So again, to summarize:
AVERAGE: 2.273 seconds
FAST-AVERAGE (my original): 1.051 seconds
FAST-AVERAGE2 (Kenny's REDUCE+LAMBDA/closure version): 1.263 seconds
AVERAGE3 (Tayssir's GF version with LOOP): 1.094 seconds
All timings on SBCL 0.8.16.
I guess that all sort of makes sense to me. It's about what I would expect
in terms of the relative times for each of the various algorithms. My
original naive REDUCE version traversed a list twice, once to compute the
sum and once to compute the length. It take roughly twice as long to
execute. The most efficient is the iterative version that simply computes
everything in a single traversal. The REDUCE+LAMBDA/closure version takes
slightly longer because of the various function calls that have to be
performed and the fact that the additional function and closure probably
prohibit some amount of optimization. Finally, Tayssir's GF version is
basically the iterative version plus a bit of GF dispatch overhead.
--
Dave Roberts, ·············@re-move.droberts.com
Slowly but surely, the programming world is finding Lisp...

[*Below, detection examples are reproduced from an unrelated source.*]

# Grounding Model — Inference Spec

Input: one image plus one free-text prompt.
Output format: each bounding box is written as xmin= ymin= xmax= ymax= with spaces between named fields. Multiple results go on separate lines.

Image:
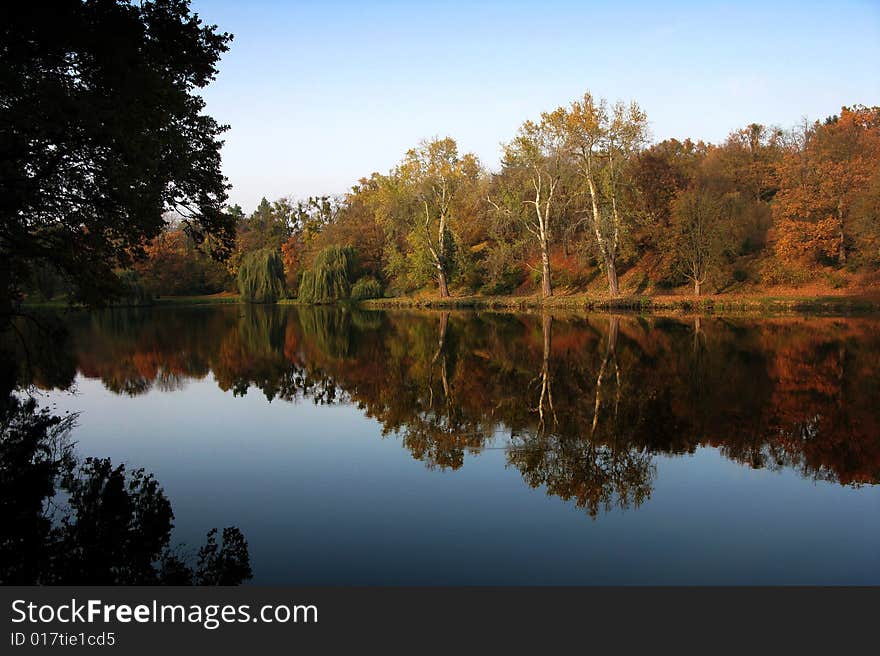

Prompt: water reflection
xmin=0 ymin=317 xmax=251 ymax=585
xmin=12 ymin=306 xmax=880 ymax=515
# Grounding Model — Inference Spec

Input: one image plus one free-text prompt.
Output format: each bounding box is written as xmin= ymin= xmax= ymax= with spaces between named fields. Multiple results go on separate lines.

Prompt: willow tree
xmin=489 ymin=114 xmax=565 ymax=298
xmin=238 ymin=248 xmax=285 ymax=303
xmin=299 ymin=246 xmax=355 ymax=303
xmin=393 ymin=137 xmax=480 ymax=297
xmin=560 ymin=92 xmax=648 ymax=296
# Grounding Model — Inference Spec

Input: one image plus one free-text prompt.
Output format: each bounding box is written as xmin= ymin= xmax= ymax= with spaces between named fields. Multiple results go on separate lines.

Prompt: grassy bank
xmin=25 ymin=294 xmax=880 ymax=315
xmin=363 ymin=294 xmax=880 ymax=314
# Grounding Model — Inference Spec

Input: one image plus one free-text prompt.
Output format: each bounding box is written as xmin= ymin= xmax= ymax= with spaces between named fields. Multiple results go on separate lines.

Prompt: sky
xmin=192 ymin=0 xmax=880 ymax=211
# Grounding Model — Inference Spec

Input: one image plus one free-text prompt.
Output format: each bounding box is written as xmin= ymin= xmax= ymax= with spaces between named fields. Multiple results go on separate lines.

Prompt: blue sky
xmin=193 ymin=0 xmax=880 ymax=211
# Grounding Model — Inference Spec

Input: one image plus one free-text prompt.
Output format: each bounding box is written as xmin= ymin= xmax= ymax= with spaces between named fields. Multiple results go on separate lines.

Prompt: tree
xmin=395 ymin=137 xmax=480 ymax=297
xmin=550 ymin=93 xmax=648 ymax=296
xmin=299 ymin=246 xmax=355 ymax=303
xmin=666 ymin=188 xmax=732 ymax=296
xmin=773 ymin=106 xmax=880 ymax=266
xmin=0 ymin=0 xmax=233 ymax=315
xmin=238 ymin=248 xmax=285 ymax=303
xmin=489 ymin=114 xmax=564 ymax=298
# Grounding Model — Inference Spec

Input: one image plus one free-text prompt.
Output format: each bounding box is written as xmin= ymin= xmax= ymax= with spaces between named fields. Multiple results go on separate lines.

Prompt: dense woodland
xmin=35 ymin=94 xmax=880 ymax=302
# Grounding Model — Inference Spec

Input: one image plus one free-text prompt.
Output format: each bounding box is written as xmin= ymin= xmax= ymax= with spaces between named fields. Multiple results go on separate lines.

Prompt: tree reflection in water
xmin=12 ymin=307 xmax=880 ymax=516
xmin=0 ymin=324 xmax=251 ymax=585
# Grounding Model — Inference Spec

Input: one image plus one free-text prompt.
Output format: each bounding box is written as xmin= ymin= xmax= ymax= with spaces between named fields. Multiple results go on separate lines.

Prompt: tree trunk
xmin=541 ymin=247 xmax=553 ymax=298
xmin=437 ymin=264 xmax=449 ymax=298
xmin=605 ymin=257 xmax=620 ymax=296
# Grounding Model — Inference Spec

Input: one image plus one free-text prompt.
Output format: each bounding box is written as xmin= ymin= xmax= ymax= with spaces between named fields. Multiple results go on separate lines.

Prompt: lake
xmin=8 ymin=305 xmax=880 ymax=585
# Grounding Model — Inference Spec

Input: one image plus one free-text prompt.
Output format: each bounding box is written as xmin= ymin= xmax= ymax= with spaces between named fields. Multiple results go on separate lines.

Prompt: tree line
xmin=86 ymin=93 xmax=880 ymax=302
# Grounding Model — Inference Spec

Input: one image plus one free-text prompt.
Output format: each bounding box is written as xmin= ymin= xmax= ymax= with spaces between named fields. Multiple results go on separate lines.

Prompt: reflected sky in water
xmin=27 ymin=307 xmax=880 ymax=584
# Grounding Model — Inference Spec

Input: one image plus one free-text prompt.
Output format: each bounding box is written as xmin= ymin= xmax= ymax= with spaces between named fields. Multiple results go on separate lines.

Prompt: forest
xmin=22 ymin=93 xmax=880 ymax=303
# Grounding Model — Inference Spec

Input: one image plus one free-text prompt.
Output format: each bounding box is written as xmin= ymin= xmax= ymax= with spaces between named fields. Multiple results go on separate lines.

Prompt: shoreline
xmin=361 ymin=294 xmax=880 ymax=316
xmin=22 ymin=294 xmax=880 ymax=316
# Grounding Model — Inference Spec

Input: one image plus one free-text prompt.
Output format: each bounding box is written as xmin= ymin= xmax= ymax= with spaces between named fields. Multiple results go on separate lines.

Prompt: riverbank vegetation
xmin=18 ymin=94 xmax=880 ymax=307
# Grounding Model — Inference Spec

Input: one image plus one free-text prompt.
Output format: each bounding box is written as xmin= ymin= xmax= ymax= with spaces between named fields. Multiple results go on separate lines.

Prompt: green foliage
xmin=351 ymin=276 xmax=382 ymax=301
xmin=0 ymin=1 xmax=234 ymax=314
xmin=238 ymin=248 xmax=285 ymax=303
xmin=299 ymin=246 xmax=356 ymax=304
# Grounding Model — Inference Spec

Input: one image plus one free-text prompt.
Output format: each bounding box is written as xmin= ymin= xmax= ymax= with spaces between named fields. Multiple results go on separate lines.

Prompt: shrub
xmin=351 ymin=276 xmax=382 ymax=301
xmin=238 ymin=248 xmax=285 ymax=303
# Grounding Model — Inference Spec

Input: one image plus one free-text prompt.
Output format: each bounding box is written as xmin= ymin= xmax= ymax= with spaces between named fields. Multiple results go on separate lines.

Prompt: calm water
xmin=15 ymin=306 xmax=880 ymax=584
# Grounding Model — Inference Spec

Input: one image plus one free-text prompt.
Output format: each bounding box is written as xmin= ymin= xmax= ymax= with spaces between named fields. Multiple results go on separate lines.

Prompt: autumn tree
xmin=560 ymin=93 xmax=648 ymax=296
xmin=390 ymin=137 xmax=480 ymax=297
xmin=664 ymin=186 xmax=733 ymax=296
xmin=773 ymin=106 xmax=880 ymax=266
xmin=489 ymin=114 xmax=565 ymax=298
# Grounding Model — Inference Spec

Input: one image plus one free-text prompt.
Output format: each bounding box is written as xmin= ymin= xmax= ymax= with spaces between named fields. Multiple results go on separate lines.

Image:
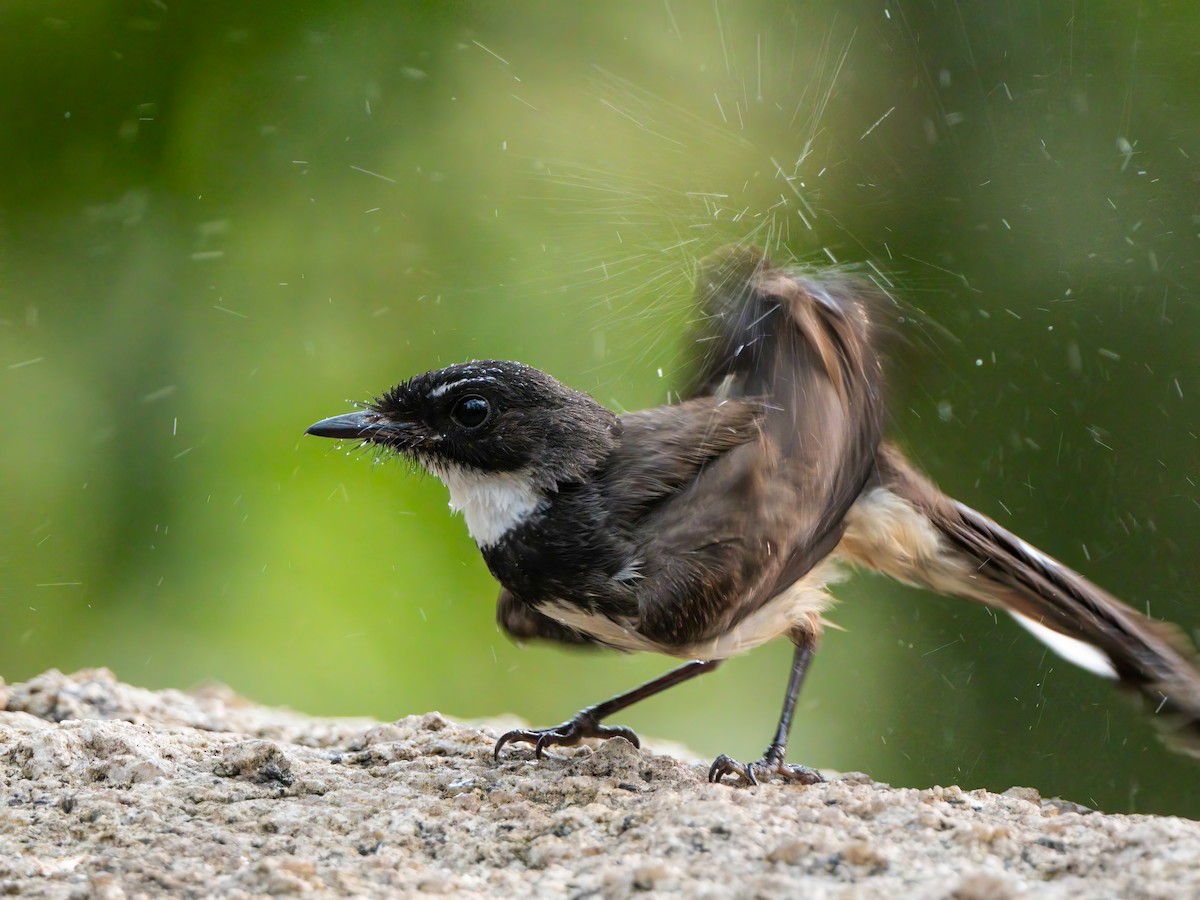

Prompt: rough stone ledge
xmin=0 ymin=670 xmax=1200 ymax=900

http://www.findinglisp.com/blog/
Dave Roberts wrote:
> Interestingly...
>
> (defun fast-average (sequence &key (key #'identity))
> (etypecase sequence
> (list (loop for x in sequence
> count x into length
> sum (funcall key x) into sum
> finally (return (/ sum length))))
> (vector (loop for x across sequence
> sum (funcall key x) into sum
> finally (return (/ sum (length sequence)))))))
>
> (defun fast-average2 (sequence &key (key #'identity))
> (let ((len 1))
> (/ (reduce #'(lambda (x y) (incf len) (+ x y)) sequence :key key)
> len)))
>
> CL-USER> (time (dotimes (i 10000) (fast-average *prices*)))
> Evaluation took:
> 1.051 seconds of real time
> 0.95 seconds of user run time
> 0.1 seconds of system run time
> 0 page faults and
> 102,318,080 bytes consed.
> NIL
> CL-USER> (time (dotimes (i 10000) (fast-average2 *prices*)))
> Evaluation took:
> 1.263 seconds of real time
> 1.21 seconds of user run time
> 0.05 seconds of system run time
> 0 page faults and
> 102,481,712 bytes consed.
> NIL
> CL-USER> (length *prices*)
> 1277
>
>
> The REDUCE version is 20% slower than the other. I guess that's the effect
> of having to call the LAMBDA func every time?
>
Looks that way. I changed your version not to default to 'identity, then
just use the sequence element if no key was supplied, to avoid the
funcall of identity. First the original as timed on my box:
(defun fast-average (sequence &key (key #'identity))
(etypecase sequence
(list (loop for x in sequence
count x into length
sum (funcall key x) into sum
finally (return (/ sum length))))
(vector (loop for x across sequence
sum (funcall key x) into sum
finally (return (/ sum (length sequence)))))))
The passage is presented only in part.